Activate the profile, check which is really active and then check the current configuration value of the swappiness parameter:

[root]# tuned-adm profile oracle
[root]# tuned-adm active
Current active profile: oracle
[root]# cat /proc/sys/vm/swappiness 
1

Now we have the oracle tuned profile applied which overwrites some values which do also come from Oracle with the oracle-rdbms-server-11gR2-preinstall or oracle-rdbms-server-12cR1-preinstall packages.
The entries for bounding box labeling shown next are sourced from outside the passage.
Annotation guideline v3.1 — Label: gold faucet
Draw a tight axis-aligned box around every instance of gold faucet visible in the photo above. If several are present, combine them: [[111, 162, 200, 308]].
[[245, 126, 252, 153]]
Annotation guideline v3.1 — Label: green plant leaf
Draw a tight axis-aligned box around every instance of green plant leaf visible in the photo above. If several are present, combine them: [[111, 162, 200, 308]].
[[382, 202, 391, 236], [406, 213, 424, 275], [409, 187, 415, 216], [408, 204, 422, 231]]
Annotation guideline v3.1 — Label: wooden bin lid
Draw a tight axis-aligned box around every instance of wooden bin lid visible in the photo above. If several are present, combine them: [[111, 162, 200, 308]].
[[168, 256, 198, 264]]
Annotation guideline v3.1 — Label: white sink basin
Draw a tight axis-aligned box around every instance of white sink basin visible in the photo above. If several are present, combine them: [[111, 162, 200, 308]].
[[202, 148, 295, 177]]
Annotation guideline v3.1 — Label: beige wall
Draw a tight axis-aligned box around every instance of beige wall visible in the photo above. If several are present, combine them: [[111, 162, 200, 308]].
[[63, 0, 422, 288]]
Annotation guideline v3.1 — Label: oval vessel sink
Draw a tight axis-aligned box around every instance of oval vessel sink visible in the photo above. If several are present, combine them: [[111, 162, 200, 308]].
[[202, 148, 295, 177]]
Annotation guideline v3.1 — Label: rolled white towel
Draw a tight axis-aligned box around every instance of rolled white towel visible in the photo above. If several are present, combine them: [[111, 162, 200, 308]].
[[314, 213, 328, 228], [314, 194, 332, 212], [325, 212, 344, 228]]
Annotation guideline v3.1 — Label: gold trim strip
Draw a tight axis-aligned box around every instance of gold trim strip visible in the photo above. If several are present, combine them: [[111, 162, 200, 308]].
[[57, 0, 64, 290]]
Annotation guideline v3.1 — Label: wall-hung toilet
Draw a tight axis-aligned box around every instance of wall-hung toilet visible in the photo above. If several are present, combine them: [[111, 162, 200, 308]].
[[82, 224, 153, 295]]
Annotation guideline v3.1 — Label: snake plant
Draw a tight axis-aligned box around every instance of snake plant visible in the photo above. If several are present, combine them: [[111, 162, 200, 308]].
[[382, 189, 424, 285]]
In my case this is a list of double parameters:

/usr/lib/tuned/oracle/tuned.conf
vm.swappiness = 1
vm.dirty_background_ratio = 3
vm.dirty_ratio = 80
vm.dirty_expire_centisecs = 500
vm.dirty_writeback_centisecs = 100
kernel.shmmax = 4398046511104
kernel.shmall = 1073741824
kernel.shmmni = 4096
kernel.sem = 250 32000 100 128
fs.file-max = 6815744
fs.aio-max-nr = 1048576
net.ipv4.ip_local_port_range = 9000 65500
net.core.rmem_default = 262144
net.core.rmem_max = 4194304
net.core.wmem_default = 262144
net.core.wmem_max = 1048576
kernel.panic_on_oops = 1

/etc/sysctl.conf from oracle-rdbms-server-11gR2-preinstall
# oracle-rdbms-server-11gR2-preinstall setting for fs.file-max is 6815744
fs.file-max = 6815744

# oracle-rdbms-server-11gR2-preinstall setting for kernel.sem is '250 32000 100 128'
kernel.sem = 250 32000 100 128

# oracle-rdbms-server-11gR2-preinstall setting for kernel.shmmni is 4096
kernel.shmmni = 4096

# oracle-rdbms-server-11gR2-preinstall setting for kernel.shmall is 1073741824 on x86_64
# oracle-rdbms-server-11gR2-preinstall setting for kernel.shmall is 2097152 on i386
kernel.shmall = 1073741824

# oracle-rdbms-server-11gR2-preinstall setting for kernel.shmmax is 4398046511104 on x86_64
# oracle-rdbms-server-11gR2-preinstall setting for kernel.shmmax is 4294967295 on i386
kernel.shmmax = 4398046511104

# oracle-rdbms-server-11gR2-preinstall setting for kernel.panic_on_oops is 1 per Orabug 19212317
kernel.panic_on_oops = 1

# oracle-rdbms-server-11gR2-preinstall setting for net.core.rmem_default is 262144
net.core.rmem_default = 262144

# oracle-rdbms-server-11gR2-preinstall setting for net.core.rmem_max is 4194304
net.core.rmem_max = 4194304

# oracle-rdbms-server-11gR2-preinstall setting for net.core.wmem_default is 262144
net.core.wmem_default = 262144

# oracle-rdbms-server-11gR2-preinstall setting for net.core.wmem_max is 1048576
net.core.wmem_max = 1048576

# oracle-rdbms-server-11gR2-preinstall setting for net.ipv4.conf.all.rp_filter is 2
net.ipv4.conf.all.rp_filter = 2

# oracle-rdbms-server-11gR2-preinstall setting for net.ipv4.conf.default.rp_filter is 2
net.ipv4.conf.default.rp_filter = 2

# oracle-rdbms-server-11gR2-preinstall setting for fs.aio-max-nr is 1048576
fs.aio-max-nr = 1048576

# oracle-rdbms-server-11gR2-preinstall setting for net.ipv4.ip_local_port_range is 9000 65500
net.ipv4.ip_local_port_range = 9000 65500

Summary

What we need to take care of is that if we need to modify some values we have to watch exactly what we apply and also the way in which we apply the values. The most important point is, control the outcome, like described in this blog, of setting values in the /etc/sysctl.conf. The tuned profiles are a good solution in which manufacturers or suppliers are able to distribute optimized values within the Linux distributions.